Recently, resistance to diamide insecticides (IRAC group 28) has been reported in various lepidopteran pests, including Spodoptera exigua. In the present study, susceptibility of six field populations was evaluated to two diamide insecticides: chlorantraniliprole and flubendiamide. The bioassay test for resistance revealed a high level of diamide resistance and helped to select a diamide resistant (Di-R) strain, whose LC50 values against chlorantraniliprole and flubendiamide were 28,950- and 135,286-fold higher, respectively, than those of susceptible strains. In the ryanodine receptor, instead of the G4946E mutation, one of the well-known diamide resistance mechanisms, we found a I4790M mutation and identified the resistance allele-specific indel linked to it. Resistance allele diagnostic primers were designed using this distinct region and applied in loop-mediated isothermal amplification (LAMP) and general PCR. LAMP accurately detected the specific indel when conducted for 2 h at temperature range from 63 ℃ to 65 ℃ and using four LAMP primers; its efficiency was further amplified by an additional loop primer.
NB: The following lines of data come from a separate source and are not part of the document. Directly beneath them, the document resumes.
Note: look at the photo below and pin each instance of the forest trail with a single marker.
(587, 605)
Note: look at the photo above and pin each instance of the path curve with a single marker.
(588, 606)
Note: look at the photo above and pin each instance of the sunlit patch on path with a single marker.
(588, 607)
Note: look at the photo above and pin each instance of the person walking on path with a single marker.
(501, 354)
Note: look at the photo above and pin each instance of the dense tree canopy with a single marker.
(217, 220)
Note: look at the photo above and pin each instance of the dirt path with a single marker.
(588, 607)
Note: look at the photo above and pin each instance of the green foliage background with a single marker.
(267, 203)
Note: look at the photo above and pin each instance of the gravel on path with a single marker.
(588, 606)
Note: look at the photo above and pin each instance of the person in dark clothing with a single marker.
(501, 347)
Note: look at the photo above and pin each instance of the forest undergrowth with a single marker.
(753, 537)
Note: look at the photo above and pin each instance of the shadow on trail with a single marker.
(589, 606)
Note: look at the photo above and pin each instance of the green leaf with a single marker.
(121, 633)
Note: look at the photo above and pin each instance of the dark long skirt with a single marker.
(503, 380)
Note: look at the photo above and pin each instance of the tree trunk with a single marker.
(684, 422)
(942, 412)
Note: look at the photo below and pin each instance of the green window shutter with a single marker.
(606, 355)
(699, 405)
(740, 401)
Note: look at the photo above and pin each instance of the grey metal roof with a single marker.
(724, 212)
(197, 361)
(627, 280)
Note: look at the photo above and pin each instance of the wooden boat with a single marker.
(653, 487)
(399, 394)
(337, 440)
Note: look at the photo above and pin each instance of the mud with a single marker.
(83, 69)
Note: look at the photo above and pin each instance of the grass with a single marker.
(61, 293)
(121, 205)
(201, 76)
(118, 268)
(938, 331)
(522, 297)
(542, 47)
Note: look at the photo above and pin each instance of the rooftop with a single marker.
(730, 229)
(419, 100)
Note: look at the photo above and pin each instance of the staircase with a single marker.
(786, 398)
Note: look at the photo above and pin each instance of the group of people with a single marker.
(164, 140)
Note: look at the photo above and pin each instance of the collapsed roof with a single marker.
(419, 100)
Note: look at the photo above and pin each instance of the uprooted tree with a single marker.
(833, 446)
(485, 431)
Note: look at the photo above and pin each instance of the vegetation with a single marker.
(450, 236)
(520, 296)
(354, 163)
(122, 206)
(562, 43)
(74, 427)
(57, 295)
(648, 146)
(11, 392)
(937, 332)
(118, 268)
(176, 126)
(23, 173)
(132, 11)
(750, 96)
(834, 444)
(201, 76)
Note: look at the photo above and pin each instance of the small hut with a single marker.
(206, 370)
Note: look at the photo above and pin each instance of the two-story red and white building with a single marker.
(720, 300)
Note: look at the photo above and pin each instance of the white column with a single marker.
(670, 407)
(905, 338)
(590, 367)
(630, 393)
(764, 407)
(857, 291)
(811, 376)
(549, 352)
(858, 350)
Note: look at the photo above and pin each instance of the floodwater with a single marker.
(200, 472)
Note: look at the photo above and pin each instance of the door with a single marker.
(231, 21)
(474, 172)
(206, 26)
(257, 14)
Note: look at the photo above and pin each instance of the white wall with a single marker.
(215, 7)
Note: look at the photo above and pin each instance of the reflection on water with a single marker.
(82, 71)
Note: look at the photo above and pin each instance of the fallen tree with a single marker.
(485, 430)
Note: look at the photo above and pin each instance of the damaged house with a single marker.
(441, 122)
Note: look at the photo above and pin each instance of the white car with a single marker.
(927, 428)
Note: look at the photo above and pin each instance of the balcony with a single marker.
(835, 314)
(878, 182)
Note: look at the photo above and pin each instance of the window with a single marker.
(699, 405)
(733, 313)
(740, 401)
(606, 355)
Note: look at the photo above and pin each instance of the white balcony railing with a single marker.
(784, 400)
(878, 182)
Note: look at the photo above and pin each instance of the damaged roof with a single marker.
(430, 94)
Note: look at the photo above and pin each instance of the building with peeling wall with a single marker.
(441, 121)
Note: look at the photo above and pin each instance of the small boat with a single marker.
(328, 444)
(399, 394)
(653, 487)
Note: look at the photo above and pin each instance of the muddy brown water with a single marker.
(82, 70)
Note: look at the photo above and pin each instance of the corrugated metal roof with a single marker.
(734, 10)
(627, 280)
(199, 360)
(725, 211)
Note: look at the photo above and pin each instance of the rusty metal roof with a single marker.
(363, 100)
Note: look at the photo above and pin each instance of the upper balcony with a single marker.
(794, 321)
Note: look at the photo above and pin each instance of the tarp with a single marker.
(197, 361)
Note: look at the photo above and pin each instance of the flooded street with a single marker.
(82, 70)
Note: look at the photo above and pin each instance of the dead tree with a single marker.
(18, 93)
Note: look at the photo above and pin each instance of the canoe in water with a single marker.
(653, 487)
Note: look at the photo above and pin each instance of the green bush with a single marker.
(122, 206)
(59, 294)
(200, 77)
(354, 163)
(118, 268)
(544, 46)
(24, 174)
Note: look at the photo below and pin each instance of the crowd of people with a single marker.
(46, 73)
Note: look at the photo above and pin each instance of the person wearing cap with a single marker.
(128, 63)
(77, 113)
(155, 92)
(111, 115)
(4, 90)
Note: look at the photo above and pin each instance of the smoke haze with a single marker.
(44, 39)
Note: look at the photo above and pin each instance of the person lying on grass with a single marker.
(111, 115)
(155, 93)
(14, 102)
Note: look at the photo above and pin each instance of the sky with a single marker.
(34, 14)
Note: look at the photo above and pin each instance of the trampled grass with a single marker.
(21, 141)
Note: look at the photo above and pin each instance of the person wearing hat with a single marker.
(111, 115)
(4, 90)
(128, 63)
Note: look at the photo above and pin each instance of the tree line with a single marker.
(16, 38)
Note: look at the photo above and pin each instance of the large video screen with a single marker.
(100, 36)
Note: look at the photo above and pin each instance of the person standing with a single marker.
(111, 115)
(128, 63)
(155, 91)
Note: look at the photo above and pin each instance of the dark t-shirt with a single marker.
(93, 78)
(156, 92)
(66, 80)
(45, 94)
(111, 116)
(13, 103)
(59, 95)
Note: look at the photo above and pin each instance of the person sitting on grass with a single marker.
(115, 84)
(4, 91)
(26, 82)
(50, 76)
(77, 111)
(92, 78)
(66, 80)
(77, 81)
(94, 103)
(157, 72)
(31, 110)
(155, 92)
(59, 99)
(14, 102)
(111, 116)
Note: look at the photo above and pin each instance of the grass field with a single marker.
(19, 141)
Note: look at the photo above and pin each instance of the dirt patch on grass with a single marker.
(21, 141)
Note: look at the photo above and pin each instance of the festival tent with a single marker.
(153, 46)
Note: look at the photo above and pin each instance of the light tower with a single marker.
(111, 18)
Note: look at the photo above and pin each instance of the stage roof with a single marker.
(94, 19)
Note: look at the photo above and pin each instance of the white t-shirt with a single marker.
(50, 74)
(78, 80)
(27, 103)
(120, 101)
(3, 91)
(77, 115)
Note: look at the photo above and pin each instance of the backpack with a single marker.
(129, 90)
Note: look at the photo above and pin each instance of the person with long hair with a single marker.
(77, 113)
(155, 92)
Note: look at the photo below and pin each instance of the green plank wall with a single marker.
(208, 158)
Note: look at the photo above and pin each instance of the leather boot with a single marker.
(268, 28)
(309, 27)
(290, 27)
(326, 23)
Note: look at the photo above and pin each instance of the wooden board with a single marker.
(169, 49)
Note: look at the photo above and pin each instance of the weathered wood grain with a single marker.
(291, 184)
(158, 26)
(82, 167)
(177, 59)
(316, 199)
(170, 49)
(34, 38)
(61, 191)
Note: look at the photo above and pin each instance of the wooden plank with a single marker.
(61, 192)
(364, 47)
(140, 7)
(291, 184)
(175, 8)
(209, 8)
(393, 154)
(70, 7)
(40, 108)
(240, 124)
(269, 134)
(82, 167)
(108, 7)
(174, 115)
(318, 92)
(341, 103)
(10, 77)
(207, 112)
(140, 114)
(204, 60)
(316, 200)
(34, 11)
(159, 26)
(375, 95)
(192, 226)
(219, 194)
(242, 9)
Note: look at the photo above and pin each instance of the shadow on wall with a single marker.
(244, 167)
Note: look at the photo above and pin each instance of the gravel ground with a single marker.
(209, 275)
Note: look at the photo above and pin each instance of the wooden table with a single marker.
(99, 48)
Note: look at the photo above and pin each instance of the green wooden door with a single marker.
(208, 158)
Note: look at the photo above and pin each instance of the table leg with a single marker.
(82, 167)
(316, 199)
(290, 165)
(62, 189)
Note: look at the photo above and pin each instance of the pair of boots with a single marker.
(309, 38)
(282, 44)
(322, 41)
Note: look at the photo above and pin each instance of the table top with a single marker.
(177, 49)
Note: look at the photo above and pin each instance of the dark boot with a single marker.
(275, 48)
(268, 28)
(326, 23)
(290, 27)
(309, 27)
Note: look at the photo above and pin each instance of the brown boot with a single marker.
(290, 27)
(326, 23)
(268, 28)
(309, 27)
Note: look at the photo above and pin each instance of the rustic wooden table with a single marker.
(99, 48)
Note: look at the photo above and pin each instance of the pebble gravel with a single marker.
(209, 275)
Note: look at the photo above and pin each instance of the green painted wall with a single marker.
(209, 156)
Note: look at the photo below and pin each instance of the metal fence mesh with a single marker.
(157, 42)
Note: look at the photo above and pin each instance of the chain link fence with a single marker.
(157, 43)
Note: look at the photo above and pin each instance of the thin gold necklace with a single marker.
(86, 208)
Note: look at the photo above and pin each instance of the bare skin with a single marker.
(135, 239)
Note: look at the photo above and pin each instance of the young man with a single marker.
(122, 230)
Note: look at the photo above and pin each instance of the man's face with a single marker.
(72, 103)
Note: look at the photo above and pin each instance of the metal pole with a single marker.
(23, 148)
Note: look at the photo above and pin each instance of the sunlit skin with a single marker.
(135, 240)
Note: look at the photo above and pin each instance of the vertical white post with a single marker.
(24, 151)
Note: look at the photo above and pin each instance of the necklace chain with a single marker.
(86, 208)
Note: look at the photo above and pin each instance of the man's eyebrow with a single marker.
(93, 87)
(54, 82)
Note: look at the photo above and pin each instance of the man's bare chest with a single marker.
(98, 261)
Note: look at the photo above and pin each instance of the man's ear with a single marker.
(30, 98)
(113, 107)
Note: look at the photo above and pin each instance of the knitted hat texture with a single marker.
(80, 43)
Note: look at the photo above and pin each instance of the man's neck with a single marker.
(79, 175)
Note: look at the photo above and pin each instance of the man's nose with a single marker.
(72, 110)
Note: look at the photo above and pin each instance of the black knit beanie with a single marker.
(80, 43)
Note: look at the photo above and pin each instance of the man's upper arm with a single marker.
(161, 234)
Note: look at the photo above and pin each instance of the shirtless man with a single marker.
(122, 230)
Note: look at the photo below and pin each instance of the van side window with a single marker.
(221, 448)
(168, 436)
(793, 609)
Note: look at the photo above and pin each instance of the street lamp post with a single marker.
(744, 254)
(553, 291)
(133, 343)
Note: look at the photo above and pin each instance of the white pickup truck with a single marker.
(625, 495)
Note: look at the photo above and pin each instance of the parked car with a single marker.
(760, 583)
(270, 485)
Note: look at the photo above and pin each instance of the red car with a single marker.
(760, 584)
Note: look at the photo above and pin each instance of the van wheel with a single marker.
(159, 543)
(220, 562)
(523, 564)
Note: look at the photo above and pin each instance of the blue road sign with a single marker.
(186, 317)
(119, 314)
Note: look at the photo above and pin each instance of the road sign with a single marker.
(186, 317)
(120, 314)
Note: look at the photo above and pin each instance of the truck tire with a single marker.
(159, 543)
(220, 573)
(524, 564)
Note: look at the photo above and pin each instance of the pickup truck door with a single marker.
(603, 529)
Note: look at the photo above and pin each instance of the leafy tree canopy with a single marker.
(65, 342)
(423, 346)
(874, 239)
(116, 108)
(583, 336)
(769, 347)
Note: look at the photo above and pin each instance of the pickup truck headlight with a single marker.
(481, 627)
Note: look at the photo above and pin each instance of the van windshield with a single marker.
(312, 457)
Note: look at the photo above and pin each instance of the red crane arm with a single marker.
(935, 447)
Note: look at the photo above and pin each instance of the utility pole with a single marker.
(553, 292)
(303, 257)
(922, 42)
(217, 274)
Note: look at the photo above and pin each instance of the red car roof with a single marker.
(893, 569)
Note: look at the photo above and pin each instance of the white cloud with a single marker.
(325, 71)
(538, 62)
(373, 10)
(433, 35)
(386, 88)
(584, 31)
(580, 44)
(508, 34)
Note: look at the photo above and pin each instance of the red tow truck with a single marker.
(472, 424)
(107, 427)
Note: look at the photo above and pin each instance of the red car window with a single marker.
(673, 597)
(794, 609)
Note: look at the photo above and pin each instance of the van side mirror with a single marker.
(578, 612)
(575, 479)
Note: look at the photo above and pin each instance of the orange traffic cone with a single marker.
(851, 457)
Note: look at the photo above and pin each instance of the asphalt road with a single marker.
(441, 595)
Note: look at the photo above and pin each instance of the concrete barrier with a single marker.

A broad range of DNA concentrations was workable in the LAMP assay, with the minimum detectable DNA concentration of 100 pg. The new DNA releasing method used for the LAMP assay consisted of 5 min of incubation of a larva or adult tissue at 95℃. The entire diagnostic process, which included the DNA releasing technique and LAMP, lasted only 100 min. This simple and accurate LAMP assay can be applied to monitor diamide resistance and for integrated resistance management of S. exigua in the field.